Rush requests aside, everyone wants their work done as quickly as possible, and some artists might hinge giving you a project on your expected timeline. While speeding through an edit is never a good idea, there is an art form to getting a quick edit done. In fact, learning how to edit quickly might even make you a better mixer over all. Understanding the priorities of an edit will better help you build songs from the ground up in an effective manner. Here are some tips for getting a better sounding mix quickly.
1. EQ Before Compression
There’s a lot of discussion about which should come first between compression and EQing. In fairness, there are no set rules to say which is better but in my experience I find it more productive to EQ first. The reason being, mixing is all about finding a balance between tracks, and EQing allows you to fine tune sounds without adding effects.

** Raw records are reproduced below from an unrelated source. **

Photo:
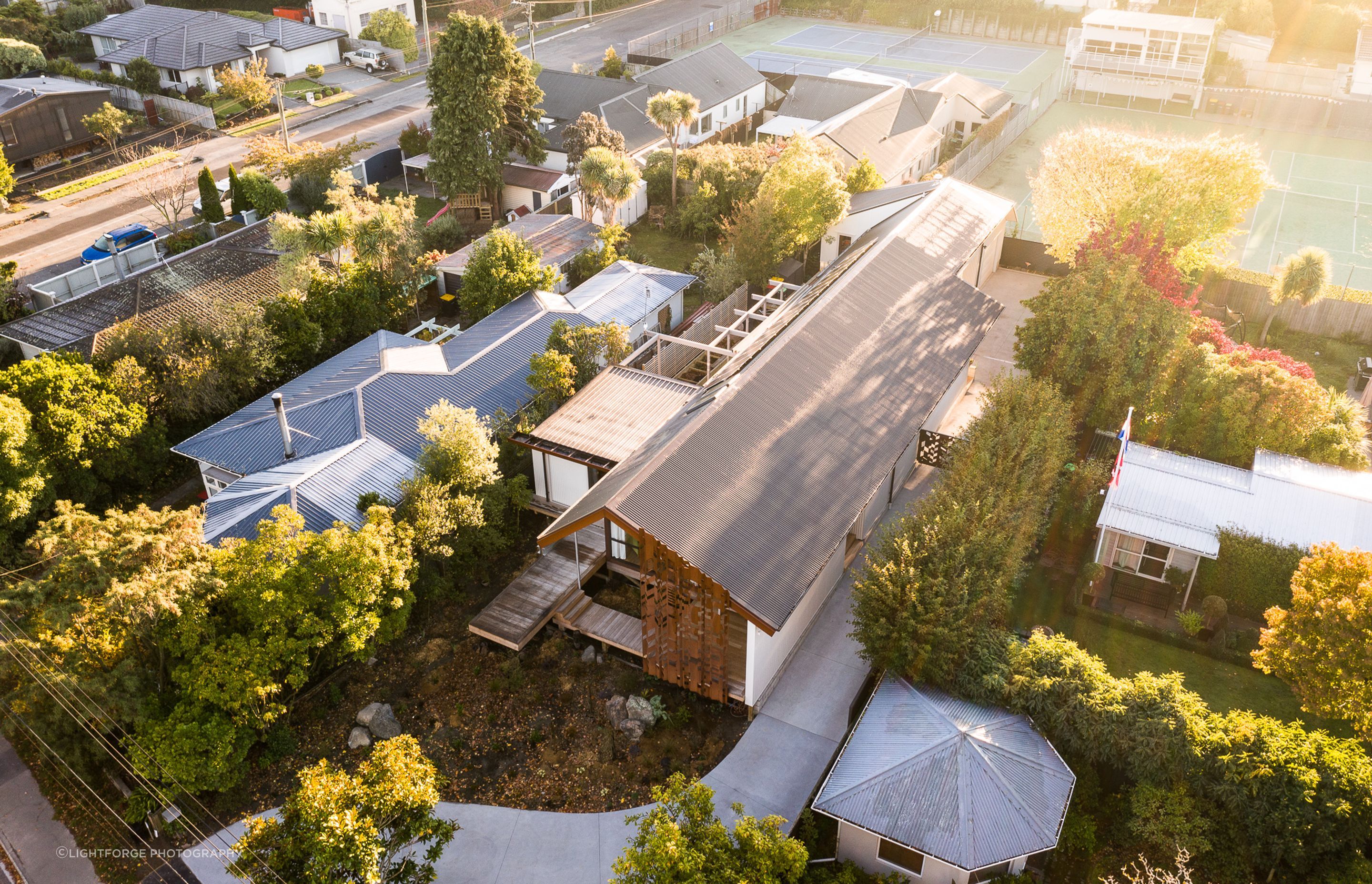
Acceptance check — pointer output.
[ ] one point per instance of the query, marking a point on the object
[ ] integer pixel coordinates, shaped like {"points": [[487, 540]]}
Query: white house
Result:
{"points": [[740, 511], [189, 47], [942, 790], [900, 128], [1362, 79], [1168, 510], [1143, 57], [353, 16], [869, 209]]}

Think about this: you wouldn’t add effects to tracks before all the individual tracks are in the mix, right? How would you know to put an effect on something if you haven’t yet heard all the pieces together? The same concept applies to EQ. EQ allows you to “sculpt” the sound, taking out any odd and out of place frequencies, or trim them out if they are clashing with others. These cuts might include adding a high-pass filter to vocals tracks to eliminate any low rumblings, or adding a low-pass filter to remove and weird squeaks or rattling. Once I’ve “cleaned up” a track through EQ, only then do I start playing around with compression.
2. Mix In Mono
When it comes to mixing, I’m all about building from the ground up. What I mean by that is starting with the core elements and then adding in the extra stuff like effects and auxiliary instruments. Why? Well the same principles in construction apply in mixing. Without a solid foundation, adding a bunch of pretty exterior finishes is only going to be the first thing you see when it eventually caves in.

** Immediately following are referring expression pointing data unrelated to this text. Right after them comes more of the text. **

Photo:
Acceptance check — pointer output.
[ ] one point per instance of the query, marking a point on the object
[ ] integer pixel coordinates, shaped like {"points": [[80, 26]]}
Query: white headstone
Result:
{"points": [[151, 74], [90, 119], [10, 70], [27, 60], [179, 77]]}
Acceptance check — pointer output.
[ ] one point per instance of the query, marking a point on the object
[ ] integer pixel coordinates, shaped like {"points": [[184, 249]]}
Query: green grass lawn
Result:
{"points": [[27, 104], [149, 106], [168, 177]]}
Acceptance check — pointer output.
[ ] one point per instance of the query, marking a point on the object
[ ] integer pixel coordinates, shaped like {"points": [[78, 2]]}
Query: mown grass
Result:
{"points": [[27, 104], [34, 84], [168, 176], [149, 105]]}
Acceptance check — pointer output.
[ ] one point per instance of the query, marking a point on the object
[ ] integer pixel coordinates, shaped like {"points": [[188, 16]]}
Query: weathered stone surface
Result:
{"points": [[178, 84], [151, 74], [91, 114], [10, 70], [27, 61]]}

So how does that apply to mixing you ask? Well mixing in mono forces you to edit in a way that makes everything in the song sound good together without panning. If you can hear all the individual tracks in mono without bleeding into each other and sounding muddy, it’s going to sound ten times better in stereo. Get all the pieces in place sounding good together and then break it out into stereo and pan for creative touches. This technique might be painful, but it will make you a better, quicker mixer.
3. Get Reference Mixes
Reference mixes are extremely important for mixers and audio engineers to get a better sense of what the musician is thinking. Just because someone can perform music, it doesn’t mean they are well-versed in music production terminology and have the same knowledge that you do. Reference mixes are a simple way for an artist to say things like “here’s what I want the snare to sound like,” or ask “can we have this kind of vocal effect?”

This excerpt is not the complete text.